What I said: "Von Trier has long been able to dazzle critics with his technique and 'Melancholia' is an immensely beautiful film, comprised of haunting and truly spectacular images from start to finish. Taken at face value the impending apocalypse plot is also dramatic and terrifying. But more significantly, what we have here is his most candid and revealing film. It's thought-provoking, personal, earnest and far less oblique than some of his previous work."

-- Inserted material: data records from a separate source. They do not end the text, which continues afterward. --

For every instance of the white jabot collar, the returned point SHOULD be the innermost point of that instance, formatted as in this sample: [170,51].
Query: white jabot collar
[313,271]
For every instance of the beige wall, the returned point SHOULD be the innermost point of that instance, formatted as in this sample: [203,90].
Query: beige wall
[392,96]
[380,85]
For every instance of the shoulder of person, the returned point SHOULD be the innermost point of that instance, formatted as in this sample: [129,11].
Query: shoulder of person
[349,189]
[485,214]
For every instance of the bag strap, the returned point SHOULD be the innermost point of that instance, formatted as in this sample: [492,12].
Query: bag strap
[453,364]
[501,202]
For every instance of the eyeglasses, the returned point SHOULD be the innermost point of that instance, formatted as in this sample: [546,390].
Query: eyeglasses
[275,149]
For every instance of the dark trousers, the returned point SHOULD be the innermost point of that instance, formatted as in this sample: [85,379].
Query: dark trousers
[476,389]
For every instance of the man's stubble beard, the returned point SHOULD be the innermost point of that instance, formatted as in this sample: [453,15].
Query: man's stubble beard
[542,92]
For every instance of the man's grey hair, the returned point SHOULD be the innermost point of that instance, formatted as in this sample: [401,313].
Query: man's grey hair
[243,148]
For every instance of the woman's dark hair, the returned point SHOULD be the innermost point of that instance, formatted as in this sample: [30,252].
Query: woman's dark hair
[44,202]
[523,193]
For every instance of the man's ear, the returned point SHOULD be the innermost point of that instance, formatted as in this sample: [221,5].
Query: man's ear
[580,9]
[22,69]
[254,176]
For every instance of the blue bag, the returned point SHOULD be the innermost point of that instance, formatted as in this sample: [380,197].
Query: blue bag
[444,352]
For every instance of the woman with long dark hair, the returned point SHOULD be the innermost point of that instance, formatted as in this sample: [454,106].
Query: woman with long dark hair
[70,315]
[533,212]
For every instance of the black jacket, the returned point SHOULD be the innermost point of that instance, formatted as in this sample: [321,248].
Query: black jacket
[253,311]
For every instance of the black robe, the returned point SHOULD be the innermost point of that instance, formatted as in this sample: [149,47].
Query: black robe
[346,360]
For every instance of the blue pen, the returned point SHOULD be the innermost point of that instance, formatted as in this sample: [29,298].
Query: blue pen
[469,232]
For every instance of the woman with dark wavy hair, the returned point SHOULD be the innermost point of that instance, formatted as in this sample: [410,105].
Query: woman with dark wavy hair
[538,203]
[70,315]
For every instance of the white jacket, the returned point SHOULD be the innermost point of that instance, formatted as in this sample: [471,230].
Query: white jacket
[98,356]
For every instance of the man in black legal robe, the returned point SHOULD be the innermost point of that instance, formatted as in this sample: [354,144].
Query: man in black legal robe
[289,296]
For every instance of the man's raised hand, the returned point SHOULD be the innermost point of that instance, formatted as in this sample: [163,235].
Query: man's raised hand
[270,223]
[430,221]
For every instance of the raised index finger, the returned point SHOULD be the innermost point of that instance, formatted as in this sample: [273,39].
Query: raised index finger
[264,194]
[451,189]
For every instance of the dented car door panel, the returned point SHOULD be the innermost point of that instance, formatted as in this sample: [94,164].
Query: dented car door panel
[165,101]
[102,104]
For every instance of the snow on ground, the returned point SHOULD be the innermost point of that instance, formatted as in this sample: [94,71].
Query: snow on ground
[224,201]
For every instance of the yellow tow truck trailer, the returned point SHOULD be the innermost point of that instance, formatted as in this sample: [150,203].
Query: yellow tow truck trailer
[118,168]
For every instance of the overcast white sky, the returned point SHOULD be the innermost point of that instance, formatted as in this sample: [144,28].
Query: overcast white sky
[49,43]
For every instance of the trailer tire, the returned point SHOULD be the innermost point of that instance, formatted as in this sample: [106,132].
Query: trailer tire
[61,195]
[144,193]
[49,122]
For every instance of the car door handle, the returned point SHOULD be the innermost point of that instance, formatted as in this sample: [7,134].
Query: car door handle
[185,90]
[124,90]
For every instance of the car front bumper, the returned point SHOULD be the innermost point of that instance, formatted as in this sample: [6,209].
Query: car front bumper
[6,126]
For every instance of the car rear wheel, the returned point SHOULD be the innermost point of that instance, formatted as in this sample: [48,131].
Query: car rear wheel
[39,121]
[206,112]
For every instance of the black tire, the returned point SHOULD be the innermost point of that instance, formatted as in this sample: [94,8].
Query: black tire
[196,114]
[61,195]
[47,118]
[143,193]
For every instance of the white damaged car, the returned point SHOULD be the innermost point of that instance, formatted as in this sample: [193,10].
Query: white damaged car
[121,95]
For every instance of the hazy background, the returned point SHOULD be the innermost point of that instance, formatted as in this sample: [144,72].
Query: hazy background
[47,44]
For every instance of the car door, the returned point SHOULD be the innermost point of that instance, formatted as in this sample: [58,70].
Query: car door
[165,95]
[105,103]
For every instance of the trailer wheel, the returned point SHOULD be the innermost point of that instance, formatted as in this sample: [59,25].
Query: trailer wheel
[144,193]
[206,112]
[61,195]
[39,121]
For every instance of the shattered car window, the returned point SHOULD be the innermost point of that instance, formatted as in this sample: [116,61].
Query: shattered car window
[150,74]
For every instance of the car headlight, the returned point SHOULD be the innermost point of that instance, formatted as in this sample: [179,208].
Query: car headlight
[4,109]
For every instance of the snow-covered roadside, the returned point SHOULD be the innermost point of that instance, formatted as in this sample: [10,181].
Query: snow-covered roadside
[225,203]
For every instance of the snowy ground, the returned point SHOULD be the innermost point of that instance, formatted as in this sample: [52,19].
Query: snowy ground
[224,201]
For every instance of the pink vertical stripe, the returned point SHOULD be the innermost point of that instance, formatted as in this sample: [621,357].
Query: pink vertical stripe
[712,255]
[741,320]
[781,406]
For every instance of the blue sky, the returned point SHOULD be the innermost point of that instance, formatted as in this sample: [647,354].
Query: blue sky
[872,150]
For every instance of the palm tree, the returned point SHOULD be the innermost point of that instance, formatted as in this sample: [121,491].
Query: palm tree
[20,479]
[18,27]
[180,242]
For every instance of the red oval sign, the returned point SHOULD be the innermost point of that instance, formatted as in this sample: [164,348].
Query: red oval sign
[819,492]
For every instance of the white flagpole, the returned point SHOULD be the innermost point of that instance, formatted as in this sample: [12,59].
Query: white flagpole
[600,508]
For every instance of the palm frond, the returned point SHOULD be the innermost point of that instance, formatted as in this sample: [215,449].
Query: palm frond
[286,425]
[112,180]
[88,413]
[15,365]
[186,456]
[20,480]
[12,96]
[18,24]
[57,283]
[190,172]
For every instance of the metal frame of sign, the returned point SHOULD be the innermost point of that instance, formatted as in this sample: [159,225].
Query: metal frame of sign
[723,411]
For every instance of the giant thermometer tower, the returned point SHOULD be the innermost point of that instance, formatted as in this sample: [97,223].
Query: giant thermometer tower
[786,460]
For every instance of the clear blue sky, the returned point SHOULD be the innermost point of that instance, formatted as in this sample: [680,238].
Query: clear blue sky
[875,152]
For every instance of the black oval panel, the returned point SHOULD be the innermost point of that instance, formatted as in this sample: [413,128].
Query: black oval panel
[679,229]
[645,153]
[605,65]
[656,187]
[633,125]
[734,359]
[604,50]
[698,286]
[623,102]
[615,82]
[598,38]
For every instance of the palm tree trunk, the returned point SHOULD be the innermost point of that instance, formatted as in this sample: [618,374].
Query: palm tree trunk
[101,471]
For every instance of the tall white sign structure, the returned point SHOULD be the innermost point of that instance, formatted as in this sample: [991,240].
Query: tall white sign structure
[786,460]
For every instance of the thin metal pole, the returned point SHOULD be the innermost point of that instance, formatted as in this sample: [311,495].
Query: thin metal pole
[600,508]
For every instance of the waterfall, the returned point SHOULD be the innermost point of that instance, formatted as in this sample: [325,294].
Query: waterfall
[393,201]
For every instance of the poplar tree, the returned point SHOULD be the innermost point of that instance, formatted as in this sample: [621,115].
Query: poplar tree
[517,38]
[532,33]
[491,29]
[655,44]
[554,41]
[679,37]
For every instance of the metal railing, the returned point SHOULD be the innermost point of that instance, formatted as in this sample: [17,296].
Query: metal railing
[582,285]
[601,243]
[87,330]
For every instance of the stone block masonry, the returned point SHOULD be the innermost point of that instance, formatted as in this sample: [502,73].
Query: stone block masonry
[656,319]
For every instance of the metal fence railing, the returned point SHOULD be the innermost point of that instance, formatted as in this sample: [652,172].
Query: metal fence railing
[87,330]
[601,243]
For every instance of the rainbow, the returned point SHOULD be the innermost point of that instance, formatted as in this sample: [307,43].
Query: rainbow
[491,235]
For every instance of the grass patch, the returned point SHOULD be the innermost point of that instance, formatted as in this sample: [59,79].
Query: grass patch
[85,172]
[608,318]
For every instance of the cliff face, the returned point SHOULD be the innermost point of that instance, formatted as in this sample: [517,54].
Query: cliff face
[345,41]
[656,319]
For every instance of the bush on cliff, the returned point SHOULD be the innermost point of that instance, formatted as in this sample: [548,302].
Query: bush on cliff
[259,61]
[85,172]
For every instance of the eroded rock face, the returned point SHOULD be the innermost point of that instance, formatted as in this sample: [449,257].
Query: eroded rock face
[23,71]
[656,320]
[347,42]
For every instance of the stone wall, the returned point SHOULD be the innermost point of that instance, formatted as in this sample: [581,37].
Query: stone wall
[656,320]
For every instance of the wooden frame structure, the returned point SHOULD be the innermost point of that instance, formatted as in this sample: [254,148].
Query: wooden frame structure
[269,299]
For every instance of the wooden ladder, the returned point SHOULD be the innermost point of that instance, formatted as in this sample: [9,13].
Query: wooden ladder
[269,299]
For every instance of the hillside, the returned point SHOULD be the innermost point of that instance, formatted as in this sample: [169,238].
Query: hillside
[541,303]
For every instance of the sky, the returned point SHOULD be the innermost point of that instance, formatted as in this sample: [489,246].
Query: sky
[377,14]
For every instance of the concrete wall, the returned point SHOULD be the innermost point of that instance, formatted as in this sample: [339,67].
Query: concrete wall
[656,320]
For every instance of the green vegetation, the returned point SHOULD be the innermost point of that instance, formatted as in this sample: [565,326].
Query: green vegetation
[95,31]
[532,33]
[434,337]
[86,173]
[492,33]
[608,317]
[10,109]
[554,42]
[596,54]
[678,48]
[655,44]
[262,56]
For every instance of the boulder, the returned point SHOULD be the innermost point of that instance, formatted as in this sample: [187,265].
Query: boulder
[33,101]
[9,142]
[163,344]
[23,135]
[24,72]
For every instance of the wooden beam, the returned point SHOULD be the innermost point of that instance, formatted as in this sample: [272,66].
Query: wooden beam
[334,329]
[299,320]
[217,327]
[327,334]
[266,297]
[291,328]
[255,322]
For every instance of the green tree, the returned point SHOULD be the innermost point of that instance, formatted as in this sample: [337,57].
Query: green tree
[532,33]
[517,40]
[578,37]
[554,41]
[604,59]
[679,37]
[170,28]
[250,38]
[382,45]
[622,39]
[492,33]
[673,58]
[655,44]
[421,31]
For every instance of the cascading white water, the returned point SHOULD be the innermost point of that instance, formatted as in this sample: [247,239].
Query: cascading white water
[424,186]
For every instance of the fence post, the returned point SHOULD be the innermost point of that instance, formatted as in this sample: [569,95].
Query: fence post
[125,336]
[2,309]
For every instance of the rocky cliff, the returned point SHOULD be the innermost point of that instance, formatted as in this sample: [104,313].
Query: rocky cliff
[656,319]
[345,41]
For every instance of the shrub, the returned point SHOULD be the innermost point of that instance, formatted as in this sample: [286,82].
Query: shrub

A highly personal choice, as I hope you'll appreciate from my review (and my evangelical, hyper-passionate podcast on the subject), 'Melancholia' has divided critics this year but I was among those deeply moved and inspired by it. Having struggled with depression myself over the years I find Kirtsen Dunst's star turn here as deeply affecting as Von Trier's stunningly realised story, which works in its own right as intriguing doomsday sci-fi. Here the imminent destruction of the planet by another heavenly body is a potent metaphor for the suffocating, world-ending effects of the illness.

But forgetting my personal attachment to the themes, 'Melancholia' is also a beautiful experience full of droll satire and deftly-observed social observations. The art design and special effects are jaw-droppingly gorgeous, whilst there isn't a bad performance among the terrific cast. I can't think of a more perfect film this year. It beats out long-time frontrunner 'A Separation' by virtue of Von Trier's virtuosity and because of the deep, personal connection I feel to every minute I spent locked in this world.

'Melancholia', for me anyway, perfectly captures what it feels like to be depressed and, as a result, I can't imagine a film less depressing or more life-affirming. Often knowing that someone else is going through a similar thing can be helpful and there is no greater thrill than seeing my own scattered thoughts and feelings distilled in this way, far more competently conveyed than I could hope to do in words. He might have pissed a lot of people off with his daft comments at Cannes earlier this year, but Lars Von Trier has helped me a great deal and I will be forever thankful.